Nous pourrions ainsi dire que la déconstruction constitue l’un des objectifs des études féministes, atteignable par la production de savoirs critiques et par la compréhension de la façon dont des injonctions arbitraires intériorisées structurent la société et les rapports sociaux, avec pour fin « la réappropriation des espaces privé et public » (Descarries 2017). La déconstruction se déploie dans une multitude de sphères : scientifique et philosophique, politique et sociale, intime.

La déconstruction scientifique

Déconstruire les savoirs et la production des savoirs renvoie à la démarche de l’épistémologie féministe, autrement dit, au fait d’interroger les supposées neutralité et objectivité de la science, qui ne sont que des traductions d’une position/d’un positionnement de pouvoir.

La déconstruction philosophique

L’ancrage philosophique de cette déconstruction est fondamentalement post-moderne et post-structuraliste, en ce qu’il y a volonté de déconstruire l’identité comme donnée figée et indivisible autant que les « distinctions structurant les pratiques sociales » (Spivak 2010). Ainsi, la fragmentation est au cœur de l’ontologie postmoderne et du féminisme de la troisième vague – incarnée, par exemple, dans le concept d’intersectionnalité ou dans la philosophie de Judith Butler, dont le fer de lance est la fluctuation des catégories.
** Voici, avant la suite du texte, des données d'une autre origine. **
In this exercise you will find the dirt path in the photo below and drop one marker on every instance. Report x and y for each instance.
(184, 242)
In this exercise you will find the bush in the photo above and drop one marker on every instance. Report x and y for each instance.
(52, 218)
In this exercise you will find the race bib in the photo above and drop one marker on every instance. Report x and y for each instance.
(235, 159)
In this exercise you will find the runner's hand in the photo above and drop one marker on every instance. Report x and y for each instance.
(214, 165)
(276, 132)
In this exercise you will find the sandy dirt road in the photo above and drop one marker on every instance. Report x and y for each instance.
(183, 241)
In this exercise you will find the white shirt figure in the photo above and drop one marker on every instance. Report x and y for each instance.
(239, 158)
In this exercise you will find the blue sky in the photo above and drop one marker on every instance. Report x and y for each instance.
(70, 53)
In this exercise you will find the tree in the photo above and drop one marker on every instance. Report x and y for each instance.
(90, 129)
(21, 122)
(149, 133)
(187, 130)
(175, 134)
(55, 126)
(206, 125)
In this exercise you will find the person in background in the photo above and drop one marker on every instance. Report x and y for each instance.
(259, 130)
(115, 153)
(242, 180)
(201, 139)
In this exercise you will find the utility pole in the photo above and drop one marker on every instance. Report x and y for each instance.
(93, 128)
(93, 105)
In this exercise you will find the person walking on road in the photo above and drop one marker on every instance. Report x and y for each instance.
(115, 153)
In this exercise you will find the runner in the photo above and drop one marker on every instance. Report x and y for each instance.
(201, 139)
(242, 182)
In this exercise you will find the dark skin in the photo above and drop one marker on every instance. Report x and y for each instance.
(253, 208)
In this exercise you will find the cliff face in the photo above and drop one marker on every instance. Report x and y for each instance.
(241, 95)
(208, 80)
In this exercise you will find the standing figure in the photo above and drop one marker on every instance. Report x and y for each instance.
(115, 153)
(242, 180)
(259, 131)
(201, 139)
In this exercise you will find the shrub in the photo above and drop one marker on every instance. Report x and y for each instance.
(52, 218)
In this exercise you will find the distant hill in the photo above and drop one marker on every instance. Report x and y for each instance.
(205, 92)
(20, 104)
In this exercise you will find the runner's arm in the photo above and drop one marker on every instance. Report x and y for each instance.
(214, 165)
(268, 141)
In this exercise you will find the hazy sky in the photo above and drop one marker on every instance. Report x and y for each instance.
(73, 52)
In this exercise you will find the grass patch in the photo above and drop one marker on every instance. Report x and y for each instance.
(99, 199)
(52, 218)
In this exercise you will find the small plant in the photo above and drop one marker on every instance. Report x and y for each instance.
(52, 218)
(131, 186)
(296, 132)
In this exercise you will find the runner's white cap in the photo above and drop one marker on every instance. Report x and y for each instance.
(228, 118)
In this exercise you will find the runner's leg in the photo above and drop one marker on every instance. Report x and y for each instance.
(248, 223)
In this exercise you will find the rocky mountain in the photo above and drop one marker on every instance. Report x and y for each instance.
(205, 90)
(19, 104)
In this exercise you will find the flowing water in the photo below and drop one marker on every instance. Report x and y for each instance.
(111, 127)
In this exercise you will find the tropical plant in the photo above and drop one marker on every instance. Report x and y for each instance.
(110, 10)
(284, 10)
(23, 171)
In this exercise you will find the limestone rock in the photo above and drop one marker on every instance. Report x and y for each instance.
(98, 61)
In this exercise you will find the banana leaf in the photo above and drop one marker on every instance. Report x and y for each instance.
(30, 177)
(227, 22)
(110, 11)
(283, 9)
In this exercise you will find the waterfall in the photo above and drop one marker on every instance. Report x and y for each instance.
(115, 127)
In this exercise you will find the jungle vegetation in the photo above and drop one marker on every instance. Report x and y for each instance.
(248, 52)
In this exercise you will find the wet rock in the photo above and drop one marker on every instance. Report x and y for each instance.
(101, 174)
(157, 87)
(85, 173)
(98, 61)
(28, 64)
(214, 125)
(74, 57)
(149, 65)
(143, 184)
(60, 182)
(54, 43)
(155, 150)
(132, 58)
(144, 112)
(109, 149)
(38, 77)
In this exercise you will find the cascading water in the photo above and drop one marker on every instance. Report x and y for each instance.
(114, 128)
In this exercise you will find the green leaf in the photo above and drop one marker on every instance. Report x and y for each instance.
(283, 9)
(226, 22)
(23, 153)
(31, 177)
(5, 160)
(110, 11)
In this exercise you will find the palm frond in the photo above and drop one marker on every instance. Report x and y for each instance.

Le déconstruction politique et sociale

La déconstruction ne s’applique toutefois pas qu’aux rapports de genre, elle parcourt l’ensemble des rapports de pouvoir asymétriques : racisme, capacitisme, psyvalidisme, adultisme, grossophobie, etc. Or, nous savons les institutions structurées par ces oppressions systémiques. Dès lors, de manière quelque peu schématique, deux positions s’affrontent, l’une plus libérale, désireuse de modifier les institutions de l’intérieur par la formation, la sensibilisation, les lois, l’autre, plus radicale, visant à faire table rase des institutions patriarcales existantes pour reconstruire un système plus juste.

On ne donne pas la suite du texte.